星野真里が元夫の忍成修吾に殺される事件が発生したが忍成修吾には鉄壁のアリバイがあった。前回手を借りたものの2度と時乃に依頼しないと察時は頑ななだったが、店外に「アリバイ崩し承ります」の張り紙を出して広く募ろうとする時乃に危険が及ぶのを危惧して自分専属でアリバイ崩しを請け負ってくれと契約。毎回察時がなかなか依頼しない事で時間を引っ張るパターンが続くかと思ったらここはあっさり進行した。

事件自体も冒頭で殺害シーンを見せながらも真相は今回もアリバイ崩し以外にもう一展開あって、余命短いと悟った星野真里は借金のある弟に保険金が降りるように忍成修吾に殺害を依頼して忍成修吾には鉄壁のアリバイを用意してあげていた、というもの。結局忍成修吾が逮捕されてしまったものの、保険金は弟に行くので星野真里的にはどうせ死ぬならオールオッケーなんだろうけど、けっこう葛藤してた忍成修吾にしてみれば踏んだり蹴ったり…。

3話

夢遊病で姉を殺したかもしれないという橋本マナミのアリバイを探す、という崩すのではなく探す展開に。3話で早くも逆展開になるとは思わなかったけど、今回は前2回ほどひっくり返す流れでもなく普通にもう1人のゲスト木村了が犯人。アリバイ探しは祖父から教わってないと言いつつ、特に苦労する様子もなかったので少し拍子抜けではあった。

4話

家族旅行に出かけていたはずの察時から時乃にヘルプが入り、雄馬(成田凌)を運転手にして長野の山荘で起きた殺人事件の解決に奔走する話。これに伴いいつもの刑事レギュラー陣は一掃され、察時、時乃、雄馬の3人のみ+いつもの自宅風呂ではなく露天風呂入浴シーンとなり、これがアイコン画像やニュースになるという浜辺美波のアイドルドラマとして実に一直線な展開に。ゲスト俳優陣も地味な面々でいつもは犯人やその関係者がゲスト枠で公式紹介されているのに疑われることになる少年刑事のデビット伊東の2人しか掲載してもらえず肝心の犯人のオッサンがゲスト枠に載せてもらえない端役扱いになっている始末。察時が家族旅行という事で妻と娘登場かと思いきやドタキャンされて1人旅になってしまったという扱いで登場すらしないし…。

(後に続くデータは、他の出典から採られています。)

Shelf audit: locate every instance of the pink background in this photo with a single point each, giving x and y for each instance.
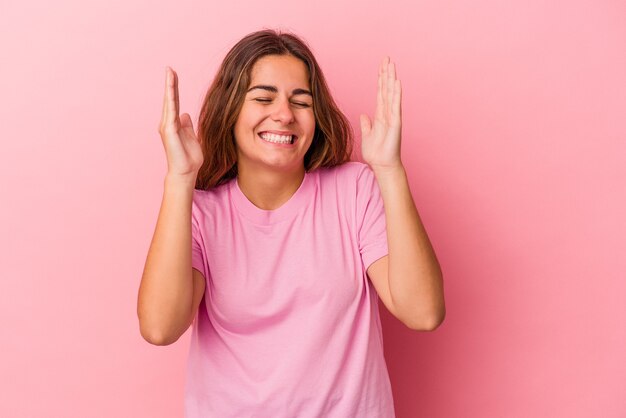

4話にしてもう察時が開始直後から頼りっぱなしなのも面白かったが、時乃がアリバイ崩しをしている事を知らない雄馬の隙を突いて時乃に情報をもらって結局バレずに自身の手柄として難なく乗り切る察時、そして仲間も少なく疑わてしまった少年をかばいたいという目的でソリの合わない2人が結託するという珍しい展開も見られたのでレギュラー陣減らして舞台変えたのがいろいろ効果的だった(時乃を呼び出した理由が1泊のつもりだったので着替えもってきてくれというかなり苦し紛れだったのを間髪入れずに少年を理由にして結託に持ち込めたのは雄馬の勘が鈍すぎるのもあったが…)。